Здесь курили двое человек в мятых костюмах с печатью усталости на небритых лицах. Данилов с наслаждением вдохнул табачный дым, повисший в воздухе. Головная боль слегка отступила.

Прямо отсюда, из подъезда, он вызвал «труповозов» и получил следующий вызов — на Ташкентский бульвар, к мужчине шестидесяти двух лет с болями в груди.

В машине Данилов принял сразу две таблетки седальгина.

— Приперло? — посочувствовал Петрович.

— Проголодался, — буркнул Данилов. — Червячка заморил.

— Я понимаю, — некстати продолжил разговор Петрович. — У самого голова побаливает.

— У тебя, Петрович, она с похмелья побаливает, а у меня по нескольку раз в сутки раскалывается напополам! — сердито возразил Данилов. — Это совершенно разные понятия — твоя головная боль и моя!

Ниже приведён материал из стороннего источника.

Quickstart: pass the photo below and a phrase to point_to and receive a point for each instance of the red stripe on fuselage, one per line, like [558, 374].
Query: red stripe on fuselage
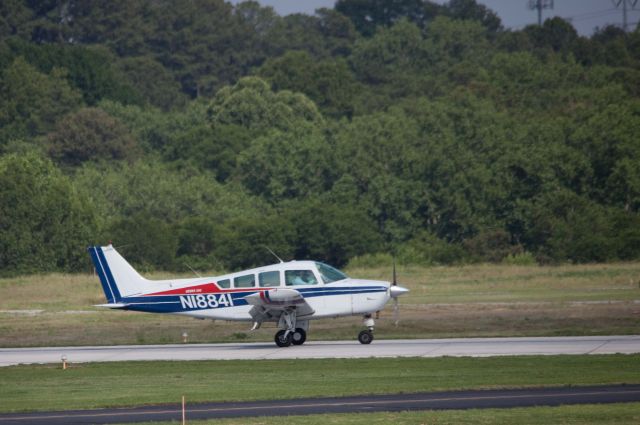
[207, 288]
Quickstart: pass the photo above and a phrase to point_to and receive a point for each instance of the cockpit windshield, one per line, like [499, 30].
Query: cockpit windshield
[330, 274]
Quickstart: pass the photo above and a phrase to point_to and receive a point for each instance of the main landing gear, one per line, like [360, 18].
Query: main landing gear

Петрович все понял и замолк.

На кардиограмме пенсионера, как и ожидалось, вылез свежий инфаркт миокарда.

— Придется нам с вами поехать в больницу, — объявил Данилов. — Надо подлечиться. Сейчас сделаем вам пару уколов и поедем.

— Что ж делать, — обреченно вздохнул пациент. — Раз такое дело.

Мужик попался терпеливый и сознательный. Не донимал жалобами, не стонал, не приставал с расспросами о прогнозе. Даже порывался дойти до машины пешком, но под строгим взглядом Данилова стушевался и покорно дал уложить себя на носилки.

— В сороковые — пятидесятые годы прошлого века больным с острым инфарктом вообще запрещали двигаться, — сказал Данилов, загрузив пациента в машину. — Даже в больницу не везли, поскольку транспортировка считалась опасной для жизни.

— И что же с ними делали? — спросил тот.

— Оставляли, где лежал, и лечили амбулаторно.

В приемном отделении сто пятнадцатой больницы Данилов встретил своего однокурсника — Мишу Байбакова, сосудистого хирурга, вызванного сюда для консультации. После обмена приветствиями Байбаков ни с того ни с сего сказал:

— В самом начале своей работы я по глупости никогда не отговаривал больных оперироваться у меня. Постепенно я поумнел и делаю это все чаще и чаще. Исправляюсь, так сказать. Отговариваю практически всех.

— От операции?

— Нет, не от операции. Если операция показана, то без нее не обойтись. Я отговариваю оперироваться у меня.

— Почему? — удивился Данилов.

— Не потому, что я такой плохой, ленивый или безответственный. Я люблю свою работу, люблю оперировать. Если хочешь знать, то мне до сих пор приятно слышать слова благодарности, приятно творить добро. Особенно — со счастливым концом.

— Тогда я тебя не понимаю, — признался Данилов. — В чем дело?

— В исходе, — нахмурился Байбаков. — В том, что определенный процент операций заканчивается летальным исходом. Так вот — я предпочитаю оперировать тех, кто понимает это. Я говорю людям, что я не кудесник и что в Москве есть много куда более именитых, знающих и умелых хирургов. Тех, кто после этого продолжает хотеть оперироваться у меня, я оперирую. Это — мои больные. Мои единомышленники. И нервотрепки от них куда меньше, чем от тех, кто стопроцентно нацелен на чудо. Ну, ладно, мне пора. Не пропадай!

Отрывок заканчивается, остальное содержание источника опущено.